Die erste Route verdeutlichte zugleich den Interessenskonflikt zwischen nationalen und internationalen Agenden. Die Autobahn, die aus Nigeria kam, sollte die Grenze zu Kamerun nahe der Stadt Mamfe überqueren und das Land dann von Westen nach Osten durchziehen. Die Hauptstadt Yaoundé sollte sie dabei umgehen, und auch die größte Stadt, Douala, gleichzeitig der Hauptseehafen des Landes, lag nicht einmal in der Nähe der Fernstraße. Daher hatte die Autobahn für Kamerun selbst nur einen geringen strategischen Nutzen. Ähnlich war die Situation im Kongo, wo die Straße durch die nordöstlichen Regionen des Landes, durch bekannt schwieriges Territorium und Tausende Kilometer von der Hauptstadt Kinshasa entfernt, führen sollte. In einem Land, das etliche Abspaltungsversuche erlebt hatte, wurde die Errichtung einer Infrastruktur, welche weit entfernte Regionen miteinander verband, nicht unbedingt als Beitrag zur Einheit des Landes betrachtet.
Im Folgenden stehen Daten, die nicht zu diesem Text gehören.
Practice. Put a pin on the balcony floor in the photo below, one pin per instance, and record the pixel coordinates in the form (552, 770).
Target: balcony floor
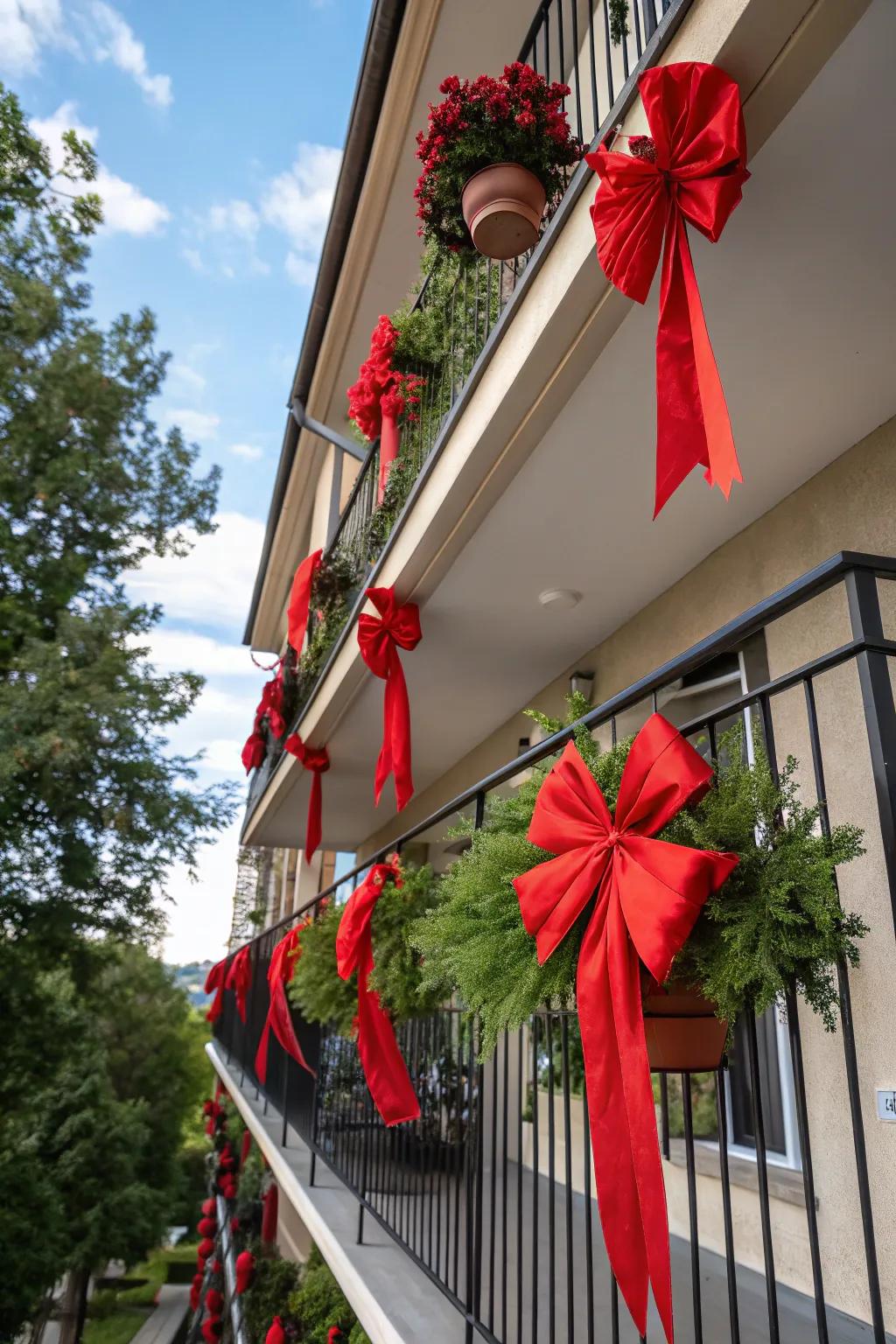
(431, 1210)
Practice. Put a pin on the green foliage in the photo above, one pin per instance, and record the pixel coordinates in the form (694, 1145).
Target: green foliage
(89, 1138)
(93, 808)
(318, 1304)
(323, 996)
(274, 1283)
(777, 920)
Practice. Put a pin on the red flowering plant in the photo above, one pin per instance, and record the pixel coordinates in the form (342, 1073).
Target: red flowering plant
(517, 118)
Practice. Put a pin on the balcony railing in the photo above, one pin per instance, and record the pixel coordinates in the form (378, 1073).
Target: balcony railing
(491, 1191)
(567, 40)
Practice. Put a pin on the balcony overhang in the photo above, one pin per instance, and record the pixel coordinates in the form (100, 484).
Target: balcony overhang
(546, 479)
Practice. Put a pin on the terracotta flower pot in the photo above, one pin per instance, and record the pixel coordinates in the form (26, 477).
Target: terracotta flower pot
(682, 1031)
(502, 207)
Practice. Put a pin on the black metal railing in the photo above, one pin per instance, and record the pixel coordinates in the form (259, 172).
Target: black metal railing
(567, 40)
(491, 1191)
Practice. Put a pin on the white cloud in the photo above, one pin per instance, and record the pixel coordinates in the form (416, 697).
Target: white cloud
(298, 202)
(127, 210)
(200, 912)
(196, 425)
(211, 586)
(187, 378)
(25, 25)
(115, 40)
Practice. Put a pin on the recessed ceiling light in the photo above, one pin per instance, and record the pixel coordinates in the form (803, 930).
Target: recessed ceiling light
(562, 598)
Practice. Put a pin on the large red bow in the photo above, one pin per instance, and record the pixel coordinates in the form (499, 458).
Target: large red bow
(300, 599)
(700, 145)
(379, 639)
(382, 1062)
(648, 900)
(318, 761)
(240, 978)
(280, 972)
(215, 980)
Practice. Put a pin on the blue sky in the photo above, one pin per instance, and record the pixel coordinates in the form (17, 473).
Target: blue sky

Dieser Interessenskonflikt zwischen den verschiedenen nationalen Agenden und den kontinentalen sowie den unabhängigen afrikanischen Bestrebungen sollte den Bau des Trans-African-Highway auch weiterhin behindern.
Der Trans-African-Highway
Anfang der 1970er-Jahre bestanden bereits konkrete Pläne zur Ausweitung des Autobahnnetzes, um zusätzliche transkontinentale Autobahnen miteinzubeziehen wie den Trans-West-African-Highway von Dakar nach N’Djamena (damals als Fort Lamy bekannt) und sein Gegenstück an der Küste von Nouakchott über Dakar nach Lagos, die Trans-Sahara-Straße, die die Sahara von Nordafrika nach Mali durchquert, sowie den Trans-East-African-Highway, der von Kairo, ganz im Norden des Kontinents, bis nach Gaborone, der Hauptstadt Botswanas, reicht und an der Grenze zu Südafrika liegt. Im Zuge einer ECA-African-Highway-Konferenz, die 1978 in Bangui tagte, fand nochmals eine Erweiterung statt. Dort wurde ein umfassender Plan vorgelegt, demzufolge insgesamt neun Routen den Großteil des afrikanischen Kontinents miteinander verbinden sollten.9
So ausgedehnt diese neue Landkarte jedoch erscheinen mochte, war sie doch weder neutral noch unabhängig von der Politik. Einige Beispiele sollen dies illustrieren. Die Route entlang der marokkanischen Küste von Rabat in Richtung Süden verließ die Küste in der Nähe von Agadir, erstreckte sich von dort weiter über das Atlasgebirge, machte einen kurzen Abstecher nach Algerien, in die Nähe der Stadt Tindouf, und führte dann weiter nach Mauretanien, wobei sie das Territorium der Westsahara durchquerte, wo erst 1976 ein Konflikt in Zusammenhang mit der Entkolonialisierung und Besetzung durch Marokko ausgebrochen war. Eine Straße durch die besetzte Westsahara zu planen, hätte die ECA gezwungen, Stellung in diesem innerafrikanischen Konflikt zu beziehen, entweder als Unterstützer der marokkanischen Besetzer oder für die Unabhängigkeit der Sahrauis, was die ECA beides nicht wollte.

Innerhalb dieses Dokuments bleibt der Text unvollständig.